Thomas Browder left Kentucky and went to California after the Gold Rush began.  We don't know the year he arrived in California, but a newspaper article states Thomas Browder was arrested in San Francisco in 1859 on a charge of bigamy. Pressing charges was the mother of his bride, who stated he had a wife in Kentucky, but had married the new wife, who was 16 years old,  in Santa Cruz County the previous year.[2]

Browder was arrested and his trial began in January of 1860. D.W. Patterson of Livingston County testified to having known Browder in Livingston County in 1841 or 1842. "Capt. Browder and a lady came to his home in 1848; it was understood that the lady was his wife, although he has no recollection that defendant introduced her as such."[3]  No marriage record for Thomas Browder has been found in Livingston County or in California.

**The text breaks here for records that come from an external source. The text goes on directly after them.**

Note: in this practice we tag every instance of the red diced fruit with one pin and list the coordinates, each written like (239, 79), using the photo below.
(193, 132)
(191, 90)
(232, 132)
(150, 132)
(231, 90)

The trial of Thomas W. Browder continued in California, but was later dismissed by the judge as there was insufficient testimony to warrant the case being continued.

Thomas W. Browder disappears after the trial. He does not appear in the 1860 California census records.  What happened to him?  Did he stay in California or return to Kentucky?   The only clue to his life in Livingston County is the tombstone of his baby daughter in Smithland Cemetery.





[1] 1850 Livingston County, Kentucky census, Smithland, Ancestry.com (online), accessed 10 October 2017.
[2] "Bigamy Case," Sacramento Daily Union, p. 2,  Monday, 19 December 1859.
[3] "The Bigamy Case," San Francisco Bulletin, p. 3, Saturday, 7 January 1860.